Secondo Bettoni, ora ci sono “alcuni punti che andranno confermati”. Innanzitutto, “l’eliminazione dell’eccezione della sicurezza nazionale”: “Vederla sparire dall’articolo in favore del rispetto dei trattati europei è un buon segno, frutto dell’opposizione dura del parlamento, e una vittoria enorme; non solo per il giornalismo, ma perché c’è bisogno che questa ‘sicurezza nazionale’ sia un concetto chiaro e ben delimitato”. Poi la valutazione ex ante di un giudice e l’obbligo di notifica a chi viene sorvegliato: “Sono ottime notizie non solo in chiave di tutela della professione, ma anche di emersione di informazioni rispetto all’uso di tecnologie invasive e pericolose da parte delle autorità”. Infine, continua, “resta da vedere l’applicazione pratica della cosiddetta lista dei crimini gravi, per i quali si attiva la possibilità dell’uso di tecnologie di sorveglianza. Insomma, vediamo come verrà implementato il regolamento e come si comporteranno i tribunali”. La nuova formulazione, prevede il riferimento ai trattati Ue, dove (art.4.2) si fa riferimento al fatto che “la sicurezza nazionale è di competenza degli Stati membri”. Un passaggio che preoccupa alcuni degli osservatori. Secondo Bettoni però, “non potrebbe essere diversamente” perché “sono gli accordi che definiscono le competenze di istituzioni europee e Stati”. “Certo, tutta la storia di questo regolamento dimostra che è impensabile una separazione manichea tra competenze di sicurezza e tutela dei diritti fondamentali. Serve un cambio di visione da parte delle istituzioni su cosa siano e come si costruiscano sicurezza nazionale e sicurezza pubblica”. Intanto, però, chiude, “in generale si può dire che c’è un passo nella giusta direzione e oggi ci sentiamo soddisfatti”.

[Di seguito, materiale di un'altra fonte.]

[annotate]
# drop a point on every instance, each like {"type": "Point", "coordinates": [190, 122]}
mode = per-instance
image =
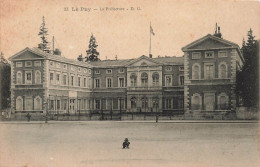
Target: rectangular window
{"type": "Point", "coordinates": [97, 101]}
{"type": "Point", "coordinates": [85, 82]}
{"type": "Point", "coordinates": [97, 84]}
{"type": "Point", "coordinates": [28, 64]}
{"type": "Point", "coordinates": [181, 80]}
{"type": "Point", "coordinates": [64, 79]}
{"type": "Point", "coordinates": [168, 80]}
{"type": "Point", "coordinates": [28, 77]}
{"type": "Point", "coordinates": [222, 54]}
{"type": "Point", "coordinates": [72, 80]}
{"type": "Point", "coordinates": [121, 82]}
{"type": "Point", "coordinates": [57, 78]}
{"type": "Point", "coordinates": [168, 68]}
{"type": "Point", "coordinates": [19, 64]}
{"type": "Point", "coordinates": [109, 71]}
{"type": "Point", "coordinates": [109, 82]}
{"type": "Point", "coordinates": [209, 72]}
{"type": "Point", "coordinates": [209, 54]}
{"type": "Point", "coordinates": [51, 77]}
{"type": "Point", "coordinates": [196, 55]}
{"type": "Point", "coordinates": [97, 72]}
{"type": "Point", "coordinates": [37, 63]}
{"type": "Point", "coordinates": [79, 80]}
{"type": "Point", "coordinates": [121, 70]}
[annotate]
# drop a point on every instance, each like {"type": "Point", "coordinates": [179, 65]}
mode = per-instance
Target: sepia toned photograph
{"type": "Point", "coordinates": [119, 83]}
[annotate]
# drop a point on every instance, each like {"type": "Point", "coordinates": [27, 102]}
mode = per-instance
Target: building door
{"type": "Point", "coordinates": [72, 105]}
{"type": "Point", "coordinates": [209, 101]}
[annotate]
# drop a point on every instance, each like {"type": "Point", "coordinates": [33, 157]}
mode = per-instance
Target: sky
{"type": "Point", "coordinates": [125, 33]}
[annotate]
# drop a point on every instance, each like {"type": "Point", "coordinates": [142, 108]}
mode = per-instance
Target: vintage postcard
{"type": "Point", "coordinates": [125, 83]}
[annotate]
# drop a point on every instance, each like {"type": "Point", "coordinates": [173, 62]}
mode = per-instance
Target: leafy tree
{"type": "Point", "coordinates": [80, 58]}
{"type": "Point", "coordinates": [5, 82]}
{"type": "Point", "coordinates": [43, 35]}
{"type": "Point", "coordinates": [247, 78]}
{"type": "Point", "coordinates": [92, 53]}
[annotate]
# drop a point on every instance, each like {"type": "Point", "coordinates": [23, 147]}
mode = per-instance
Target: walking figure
{"type": "Point", "coordinates": [28, 117]}
{"type": "Point", "coordinates": [126, 143]}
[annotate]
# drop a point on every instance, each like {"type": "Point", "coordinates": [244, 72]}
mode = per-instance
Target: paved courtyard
{"type": "Point", "coordinates": [99, 143]}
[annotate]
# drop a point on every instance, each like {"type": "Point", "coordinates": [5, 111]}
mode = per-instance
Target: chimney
{"type": "Point", "coordinates": [57, 52]}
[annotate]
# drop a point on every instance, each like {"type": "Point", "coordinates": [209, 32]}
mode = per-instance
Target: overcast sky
{"type": "Point", "coordinates": [123, 33]}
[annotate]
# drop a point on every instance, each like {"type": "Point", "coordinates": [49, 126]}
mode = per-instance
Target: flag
{"type": "Point", "coordinates": [151, 30]}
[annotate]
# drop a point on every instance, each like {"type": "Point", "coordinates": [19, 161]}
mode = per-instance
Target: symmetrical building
{"type": "Point", "coordinates": [203, 79]}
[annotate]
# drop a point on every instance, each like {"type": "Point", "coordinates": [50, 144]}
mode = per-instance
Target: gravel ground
{"type": "Point", "coordinates": [99, 143]}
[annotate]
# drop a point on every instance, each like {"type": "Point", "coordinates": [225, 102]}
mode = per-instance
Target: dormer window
{"type": "Point", "coordinates": [209, 54]}
{"type": "Point", "coordinates": [109, 71]}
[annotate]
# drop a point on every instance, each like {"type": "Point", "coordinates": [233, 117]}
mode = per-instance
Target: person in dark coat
{"type": "Point", "coordinates": [126, 143]}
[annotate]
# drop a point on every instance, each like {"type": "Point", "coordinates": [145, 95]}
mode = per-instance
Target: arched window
{"type": "Point", "coordinates": [196, 71]}
{"type": "Point", "coordinates": [196, 102]}
{"type": "Point", "coordinates": [144, 79]}
{"type": "Point", "coordinates": [19, 103]}
{"type": "Point", "coordinates": [133, 79]}
{"type": "Point", "coordinates": [19, 77]}
{"type": "Point", "coordinates": [133, 102]}
{"type": "Point", "coordinates": [222, 71]}
{"type": "Point", "coordinates": [37, 103]}
{"type": "Point", "coordinates": [37, 77]}
{"type": "Point", "coordinates": [155, 78]}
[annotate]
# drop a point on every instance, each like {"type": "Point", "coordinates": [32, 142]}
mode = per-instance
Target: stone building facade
{"type": "Point", "coordinates": [204, 79]}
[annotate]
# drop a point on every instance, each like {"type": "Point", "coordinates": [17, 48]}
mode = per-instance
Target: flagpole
{"type": "Point", "coordinates": [150, 40]}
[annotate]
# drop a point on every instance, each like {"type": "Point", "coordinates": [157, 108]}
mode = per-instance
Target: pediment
{"type": "Point", "coordinates": [144, 61]}
{"type": "Point", "coordinates": [26, 54]}
{"type": "Point", "coordinates": [209, 42]}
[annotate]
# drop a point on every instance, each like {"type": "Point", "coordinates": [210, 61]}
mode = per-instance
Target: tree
{"type": "Point", "coordinates": [80, 58]}
{"type": "Point", "coordinates": [92, 53]}
{"type": "Point", "coordinates": [5, 83]}
{"type": "Point", "coordinates": [247, 78]}
{"type": "Point", "coordinates": [43, 35]}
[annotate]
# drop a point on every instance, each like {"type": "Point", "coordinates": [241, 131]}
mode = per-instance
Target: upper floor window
{"type": "Point", "coordinates": [121, 82]}
{"type": "Point", "coordinates": [196, 55]}
{"type": "Point", "coordinates": [19, 64]}
{"type": "Point", "coordinates": [37, 77]}
{"type": "Point", "coordinates": [144, 79]}
{"type": "Point", "coordinates": [168, 80]}
{"type": "Point", "coordinates": [64, 82]}
{"type": "Point", "coordinates": [28, 64]}
{"type": "Point", "coordinates": [222, 54]}
{"type": "Point", "coordinates": [28, 77]}
{"type": "Point", "coordinates": [109, 82]}
{"type": "Point", "coordinates": [121, 70]}
{"type": "Point", "coordinates": [168, 68]}
{"type": "Point", "coordinates": [196, 71]}
{"type": "Point", "coordinates": [222, 71]}
{"type": "Point", "coordinates": [181, 80]}
{"type": "Point", "coordinates": [155, 78]}
{"type": "Point", "coordinates": [37, 63]}
{"type": "Point", "coordinates": [109, 71]}
{"type": "Point", "coordinates": [209, 71]}
{"type": "Point", "coordinates": [181, 68]}
{"type": "Point", "coordinates": [97, 83]}
{"type": "Point", "coordinates": [209, 54]}
{"type": "Point", "coordinates": [133, 79]}
{"type": "Point", "coordinates": [97, 72]}
{"type": "Point", "coordinates": [19, 77]}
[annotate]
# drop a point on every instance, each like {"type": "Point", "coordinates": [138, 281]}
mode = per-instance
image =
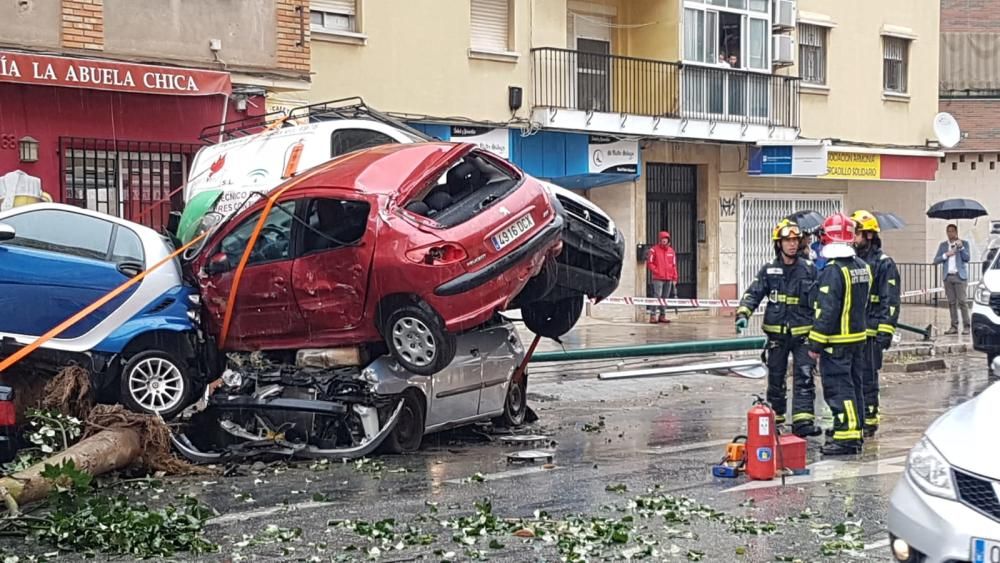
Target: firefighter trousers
{"type": "Point", "coordinates": [872, 363]}
{"type": "Point", "coordinates": [803, 383]}
{"type": "Point", "coordinates": [841, 368]}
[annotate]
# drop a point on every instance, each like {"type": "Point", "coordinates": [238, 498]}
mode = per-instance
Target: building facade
{"type": "Point", "coordinates": [970, 91]}
{"type": "Point", "coordinates": [707, 118]}
{"type": "Point", "coordinates": [105, 101]}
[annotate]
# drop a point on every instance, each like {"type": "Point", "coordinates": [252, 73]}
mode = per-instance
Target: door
{"type": "Point", "coordinates": [330, 277]}
{"type": "Point", "coordinates": [265, 315]}
{"type": "Point", "coordinates": [671, 205]}
{"type": "Point", "coordinates": [758, 214]}
{"type": "Point", "coordinates": [593, 75]}
{"type": "Point", "coordinates": [58, 263]}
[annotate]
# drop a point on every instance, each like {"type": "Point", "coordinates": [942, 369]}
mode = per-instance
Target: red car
{"type": "Point", "coordinates": [406, 244]}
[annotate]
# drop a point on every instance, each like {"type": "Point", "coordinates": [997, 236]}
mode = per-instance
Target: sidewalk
{"type": "Point", "coordinates": [595, 333]}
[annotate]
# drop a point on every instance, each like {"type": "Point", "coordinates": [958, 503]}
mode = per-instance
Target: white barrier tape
{"type": "Point", "coordinates": [718, 303]}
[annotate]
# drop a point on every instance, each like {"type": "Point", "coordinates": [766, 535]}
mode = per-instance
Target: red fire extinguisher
{"type": "Point", "coordinates": [762, 442]}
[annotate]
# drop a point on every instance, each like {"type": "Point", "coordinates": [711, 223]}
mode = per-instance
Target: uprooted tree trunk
{"type": "Point", "coordinates": [114, 438]}
{"type": "Point", "coordinates": [108, 450]}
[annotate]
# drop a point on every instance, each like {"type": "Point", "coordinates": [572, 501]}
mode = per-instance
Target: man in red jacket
{"type": "Point", "coordinates": [662, 265]}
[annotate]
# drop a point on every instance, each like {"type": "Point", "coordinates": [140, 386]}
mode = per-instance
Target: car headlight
{"type": "Point", "coordinates": [930, 471]}
{"type": "Point", "coordinates": [982, 294]}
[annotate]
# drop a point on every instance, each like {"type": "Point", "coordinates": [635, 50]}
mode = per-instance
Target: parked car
{"type": "Point", "coordinates": [227, 175]}
{"type": "Point", "coordinates": [403, 244]}
{"type": "Point", "coordinates": [945, 507]}
{"type": "Point", "coordinates": [352, 412]}
{"type": "Point", "coordinates": [142, 346]}
{"type": "Point", "coordinates": [986, 310]}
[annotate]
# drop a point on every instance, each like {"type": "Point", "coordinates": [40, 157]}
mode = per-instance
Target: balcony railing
{"type": "Point", "coordinates": [610, 83]}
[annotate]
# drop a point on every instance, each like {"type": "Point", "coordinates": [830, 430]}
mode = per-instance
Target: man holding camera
{"type": "Point", "coordinates": [953, 255]}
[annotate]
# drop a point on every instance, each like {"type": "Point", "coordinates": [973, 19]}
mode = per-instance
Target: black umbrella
{"type": "Point", "coordinates": [958, 208]}
{"type": "Point", "coordinates": [888, 221]}
{"type": "Point", "coordinates": [809, 221]}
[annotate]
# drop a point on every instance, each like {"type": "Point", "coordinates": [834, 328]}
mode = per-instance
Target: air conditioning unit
{"type": "Point", "coordinates": [782, 50]}
{"type": "Point", "coordinates": [785, 13]}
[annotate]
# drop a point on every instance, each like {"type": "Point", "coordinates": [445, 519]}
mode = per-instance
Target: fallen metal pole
{"type": "Point", "coordinates": [925, 332]}
{"type": "Point", "coordinates": [644, 350]}
{"type": "Point", "coordinates": [674, 370]}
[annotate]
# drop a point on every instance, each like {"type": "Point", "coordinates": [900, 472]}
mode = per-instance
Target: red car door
{"type": "Point", "coordinates": [266, 315]}
{"type": "Point", "coordinates": [330, 276]}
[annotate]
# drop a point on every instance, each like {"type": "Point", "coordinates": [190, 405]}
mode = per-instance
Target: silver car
{"type": "Point", "coordinates": [946, 507]}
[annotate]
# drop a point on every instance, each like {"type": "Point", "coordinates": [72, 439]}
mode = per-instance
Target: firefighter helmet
{"type": "Point", "coordinates": [786, 228]}
{"type": "Point", "coordinates": [838, 228]}
{"type": "Point", "coordinates": [865, 221]}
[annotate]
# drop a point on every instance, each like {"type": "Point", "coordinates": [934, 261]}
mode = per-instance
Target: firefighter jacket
{"type": "Point", "coordinates": [787, 290]}
{"type": "Point", "coordinates": [841, 306]}
{"type": "Point", "coordinates": [884, 301]}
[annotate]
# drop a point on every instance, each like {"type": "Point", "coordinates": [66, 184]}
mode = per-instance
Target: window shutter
{"type": "Point", "coordinates": [343, 7]}
{"type": "Point", "coordinates": [490, 25]}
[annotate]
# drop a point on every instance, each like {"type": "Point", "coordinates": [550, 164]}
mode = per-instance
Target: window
{"type": "Point", "coordinates": [334, 223]}
{"type": "Point", "coordinates": [490, 26]}
{"type": "Point", "coordinates": [344, 141]}
{"type": "Point", "coordinates": [894, 64]}
{"type": "Point", "coordinates": [273, 243]}
{"type": "Point", "coordinates": [128, 246]}
{"type": "Point", "coordinates": [812, 54]}
{"type": "Point", "coordinates": [64, 232]}
{"type": "Point", "coordinates": [333, 15]}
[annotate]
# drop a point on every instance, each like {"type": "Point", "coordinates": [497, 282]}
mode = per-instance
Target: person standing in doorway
{"type": "Point", "coordinates": [953, 255]}
{"type": "Point", "coordinates": [662, 265]}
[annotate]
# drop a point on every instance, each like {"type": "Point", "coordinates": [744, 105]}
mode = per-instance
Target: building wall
{"type": "Point", "coordinates": [419, 49]}
{"type": "Point", "coordinates": [853, 108]}
{"type": "Point", "coordinates": [35, 23]}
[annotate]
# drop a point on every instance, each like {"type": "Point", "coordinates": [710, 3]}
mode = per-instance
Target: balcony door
{"type": "Point", "coordinates": [592, 35]}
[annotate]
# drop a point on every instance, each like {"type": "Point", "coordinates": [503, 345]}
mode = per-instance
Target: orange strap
{"type": "Point", "coordinates": [238, 274]}
{"type": "Point", "coordinates": [20, 354]}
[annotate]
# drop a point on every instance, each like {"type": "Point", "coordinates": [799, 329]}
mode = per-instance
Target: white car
{"type": "Point", "coordinates": [946, 507]}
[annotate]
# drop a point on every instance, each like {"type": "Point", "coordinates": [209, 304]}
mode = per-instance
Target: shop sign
{"type": "Point", "coordinates": [44, 70]}
{"type": "Point", "coordinates": [608, 155]}
{"type": "Point", "coordinates": [496, 141]}
{"type": "Point", "coordinates": [854, 166]}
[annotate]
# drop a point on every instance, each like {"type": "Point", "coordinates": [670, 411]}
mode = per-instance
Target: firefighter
{"type": "Point", "coordinates": [786, 284]}
{"type": "Point", "coordinates": [883, 309]}
{"type": "Point", "coordinates": [838, 335]}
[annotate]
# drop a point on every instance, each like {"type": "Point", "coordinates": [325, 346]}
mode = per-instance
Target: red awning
{"type": "Point", "coordinates": [44, 70]}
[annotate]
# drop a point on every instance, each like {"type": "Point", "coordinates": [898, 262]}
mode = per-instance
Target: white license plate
{"type": "Point", "coordinates": [985, 551]}
{"type": "Point", "coordinates": [513, 232]}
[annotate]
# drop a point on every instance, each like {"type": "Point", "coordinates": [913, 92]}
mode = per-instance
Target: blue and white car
{"type": "Point", "coordinates": [144, 344]}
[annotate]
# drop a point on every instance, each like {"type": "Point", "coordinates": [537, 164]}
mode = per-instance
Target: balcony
{"type": "Point", "coordinates": [615, 94]}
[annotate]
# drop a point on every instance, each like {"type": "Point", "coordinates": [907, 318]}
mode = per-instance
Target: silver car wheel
{"type": "Point", "coordinates": [414, 341]}
{"type": "Point", "coordinates": [156, 384]}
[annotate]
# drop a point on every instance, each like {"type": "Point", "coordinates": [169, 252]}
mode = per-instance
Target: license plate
{"type": "Point", "coordinates": [985, 551]}
{"type": "Point", "coordinates": [513, 232]}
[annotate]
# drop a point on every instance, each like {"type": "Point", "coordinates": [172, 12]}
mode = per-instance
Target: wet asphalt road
{"type": "Point", "coordinates": [628, 435]}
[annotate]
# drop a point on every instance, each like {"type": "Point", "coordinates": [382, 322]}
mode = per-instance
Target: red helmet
{"type": "Point", "coordinates": [838, 228]}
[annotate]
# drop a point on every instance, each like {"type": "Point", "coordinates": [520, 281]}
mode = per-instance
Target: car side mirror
{"type": "Point", "coordinates": [217, 264]}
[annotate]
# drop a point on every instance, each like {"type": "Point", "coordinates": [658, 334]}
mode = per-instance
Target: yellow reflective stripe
{"type": "Point", "coordinates": [818, 337]}
{"type": "Point", "coordinates": [845, 313]}
{"type": "Point", "coordinates": [847, 338]}
{"type": "Point", "coordinates": [852, 417]}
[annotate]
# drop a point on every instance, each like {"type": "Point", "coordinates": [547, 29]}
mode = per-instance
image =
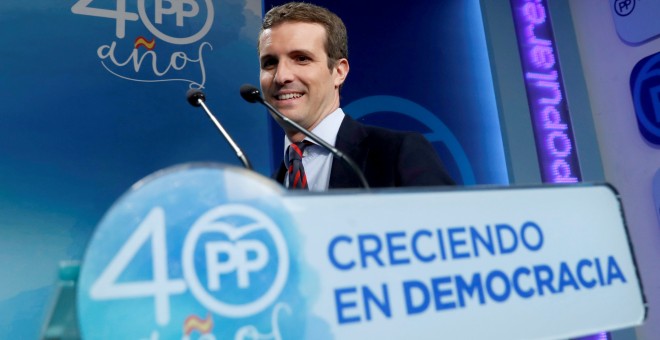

Non solo spionaggio. Su cosa si è trovata l’intesa – Il Media Freedom Act non si occupa solo di spionaggio e tutela delle fonti (qui il testo che era stato approvato dall’Eurocamera), ma interviene anche sulla trasparenza dei media (dai finanziamenti ai proprietari) e cerca di regolamentare per la prima volta il rapporto con le grandi piattaforme (si stabilisce, ad esempio, l’obbligo di spiegare i motivi per cui un social network interviene per rimuovere un contenuto giornalistico). Tra i punti fondamentali del provvedimento: tutti i media devono essere trasparenti su chi li possiede; si richiede una distribuzione equa della pubblicità statale; gli Stati membri devono garantire l’indipendenza editoriale e funzionale dei media pubblici. Per conoscere i dettagli definitivi però, si dovrà aspettare la diffusione del testo definitivo. Intanto, il Parlamento Ue in una nota ha ribadito che la proposta di regolamento “risponde alle crescenti preoccupazioni nell’Ue circa la politicizzazione dei media e la mancanza di trasparenza della proprietà dei media e dell’assegnazione dei fondi pubblicitari statali ai fornitori di servizi di media”. Per il ministro della Cultura spagnolo Ernest Urtasun i Domènech, “l’accordo odierno conferma la posizione dell’Ue come leader mondiale nella protezione dei giornalisti“. Per oggi i legislatori europei festeggiano e gli attori della società civile tirano un sospiro di sollievo. In attesa di vedere come sarà la messa in pratica della legge.